GeoQuery provides free and unlimited access to AidData's Geo Framework, allowing anyone to easily obtain customized datasets that fuse together georeferenced investment data with outcome measures from satellites, surveys, weather stations, and open-source, remotely-generated event data, including:
- Aid: World Bank financed development projects, Chinese-financed development projects, country specfific datasets (e.g. Afghanistan, Nepal, etc.)
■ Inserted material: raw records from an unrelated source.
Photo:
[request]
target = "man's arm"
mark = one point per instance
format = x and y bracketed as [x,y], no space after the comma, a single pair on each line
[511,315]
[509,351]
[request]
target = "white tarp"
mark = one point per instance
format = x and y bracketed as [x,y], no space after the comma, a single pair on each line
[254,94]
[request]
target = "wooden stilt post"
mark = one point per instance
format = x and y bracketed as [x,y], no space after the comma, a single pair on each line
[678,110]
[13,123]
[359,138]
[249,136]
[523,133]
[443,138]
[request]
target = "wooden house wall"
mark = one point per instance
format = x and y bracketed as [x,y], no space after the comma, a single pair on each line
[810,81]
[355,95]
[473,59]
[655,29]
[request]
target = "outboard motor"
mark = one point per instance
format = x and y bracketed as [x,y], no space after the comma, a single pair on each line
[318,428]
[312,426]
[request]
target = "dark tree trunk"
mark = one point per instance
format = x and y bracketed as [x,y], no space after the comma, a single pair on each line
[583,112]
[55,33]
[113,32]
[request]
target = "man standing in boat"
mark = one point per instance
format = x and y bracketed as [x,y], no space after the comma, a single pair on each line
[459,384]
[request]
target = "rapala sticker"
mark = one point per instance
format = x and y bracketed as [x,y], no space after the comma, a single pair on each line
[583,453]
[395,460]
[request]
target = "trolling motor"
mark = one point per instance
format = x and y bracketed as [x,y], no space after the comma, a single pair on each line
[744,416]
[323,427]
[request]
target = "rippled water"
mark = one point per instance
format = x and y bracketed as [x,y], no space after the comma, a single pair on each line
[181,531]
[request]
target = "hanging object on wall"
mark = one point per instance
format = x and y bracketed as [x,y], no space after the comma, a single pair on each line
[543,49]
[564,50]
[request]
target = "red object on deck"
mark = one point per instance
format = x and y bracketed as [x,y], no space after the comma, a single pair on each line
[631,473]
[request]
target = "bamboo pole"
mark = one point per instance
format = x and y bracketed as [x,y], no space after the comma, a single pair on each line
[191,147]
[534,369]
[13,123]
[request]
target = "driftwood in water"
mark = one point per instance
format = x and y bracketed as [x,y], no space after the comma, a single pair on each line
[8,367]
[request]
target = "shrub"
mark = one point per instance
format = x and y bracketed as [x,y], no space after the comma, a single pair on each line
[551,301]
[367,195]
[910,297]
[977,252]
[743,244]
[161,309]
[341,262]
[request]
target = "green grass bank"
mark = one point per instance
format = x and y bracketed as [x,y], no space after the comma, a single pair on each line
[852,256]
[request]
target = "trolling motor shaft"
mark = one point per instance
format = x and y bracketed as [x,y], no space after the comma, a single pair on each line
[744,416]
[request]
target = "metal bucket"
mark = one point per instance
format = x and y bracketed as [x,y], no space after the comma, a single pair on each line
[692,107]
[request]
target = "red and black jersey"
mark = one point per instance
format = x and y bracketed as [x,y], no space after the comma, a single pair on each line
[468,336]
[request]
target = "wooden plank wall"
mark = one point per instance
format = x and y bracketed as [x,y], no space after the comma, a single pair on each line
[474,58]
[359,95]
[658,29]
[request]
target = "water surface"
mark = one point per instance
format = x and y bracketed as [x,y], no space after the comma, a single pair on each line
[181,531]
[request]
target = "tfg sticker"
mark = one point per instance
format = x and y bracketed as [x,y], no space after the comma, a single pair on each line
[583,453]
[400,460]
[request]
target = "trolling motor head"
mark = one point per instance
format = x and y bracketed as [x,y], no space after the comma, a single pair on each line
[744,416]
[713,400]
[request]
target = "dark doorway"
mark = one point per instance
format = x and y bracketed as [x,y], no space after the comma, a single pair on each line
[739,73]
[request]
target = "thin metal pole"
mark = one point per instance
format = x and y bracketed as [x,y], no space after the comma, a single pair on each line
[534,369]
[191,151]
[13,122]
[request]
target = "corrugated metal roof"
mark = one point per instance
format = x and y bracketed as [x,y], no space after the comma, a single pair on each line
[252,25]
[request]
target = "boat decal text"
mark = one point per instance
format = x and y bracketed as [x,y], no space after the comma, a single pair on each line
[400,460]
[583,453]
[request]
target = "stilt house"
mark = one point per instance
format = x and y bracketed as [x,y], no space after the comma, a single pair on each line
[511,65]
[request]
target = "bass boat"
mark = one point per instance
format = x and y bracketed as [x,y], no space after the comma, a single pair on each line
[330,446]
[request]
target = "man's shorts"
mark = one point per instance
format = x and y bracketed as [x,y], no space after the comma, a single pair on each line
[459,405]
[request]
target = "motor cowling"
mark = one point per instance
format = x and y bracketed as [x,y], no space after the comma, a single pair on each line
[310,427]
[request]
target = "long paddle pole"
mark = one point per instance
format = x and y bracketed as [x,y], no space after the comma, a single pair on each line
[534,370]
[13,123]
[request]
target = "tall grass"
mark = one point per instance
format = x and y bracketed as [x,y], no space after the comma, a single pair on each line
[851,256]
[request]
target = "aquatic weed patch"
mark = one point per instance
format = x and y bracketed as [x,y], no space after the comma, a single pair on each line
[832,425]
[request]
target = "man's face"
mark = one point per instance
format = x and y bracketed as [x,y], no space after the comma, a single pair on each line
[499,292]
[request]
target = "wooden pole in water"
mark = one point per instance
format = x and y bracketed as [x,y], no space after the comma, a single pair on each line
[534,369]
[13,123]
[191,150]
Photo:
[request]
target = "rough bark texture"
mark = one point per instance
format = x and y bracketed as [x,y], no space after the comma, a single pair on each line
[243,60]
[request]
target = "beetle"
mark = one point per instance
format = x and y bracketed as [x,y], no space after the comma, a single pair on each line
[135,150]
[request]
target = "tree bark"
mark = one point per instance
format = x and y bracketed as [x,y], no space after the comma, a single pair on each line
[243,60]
- Population and the Environment: Population density, satellite imagery of vegetation, land cover, precipitation, slope, and elevation
- Conflict: Georeferenced conflict events from media-based and third-party sources including UCDP and ACLED
- Economic Development: Subnational measurements including GDP and high resolution satellite imagery of nighttime lights
- Infrastructure Access: Distance to features such as roads and water, as well as travel time to population centers
What makes GeoQuery unique?
- User Interface: Filter and join datasets without using code
- Expert curation: Find quality assured datasets curated by experts
- Clean: Data is exported to a clean CSV with predictable naming conventions.
- Documented: Supporting documentation includes metadata
- Replicable Access a permanent link of data extraction requests
Creating the next generation of geospatial data, methods, and tools
With support from our partners, AidData is investing in the development of next-generation social, economic, environmental, and governance outcome measures that can be tracked over time and at high levels of spatial resolution. These measures include, among other things, satellite- and survey-based estimates of poverty, crop yields, citizen satisfaction with public services, and trust in political institutions. AidData is actively engaging with international development organizations to operationalize the use of these metrics across the programming life-cycle, including program design and placement, implementation monitoring, and ex post impact evaluation. Through collaboration with faculty and students at William and Mary, AidData is exploring cutting-edge methods and tools to overcome major challenges in geospatial analysis of development policies and programs such spatial spillover effects, incorporating spatial measurement imprecision, and identifying spatially heterogeneous impacts.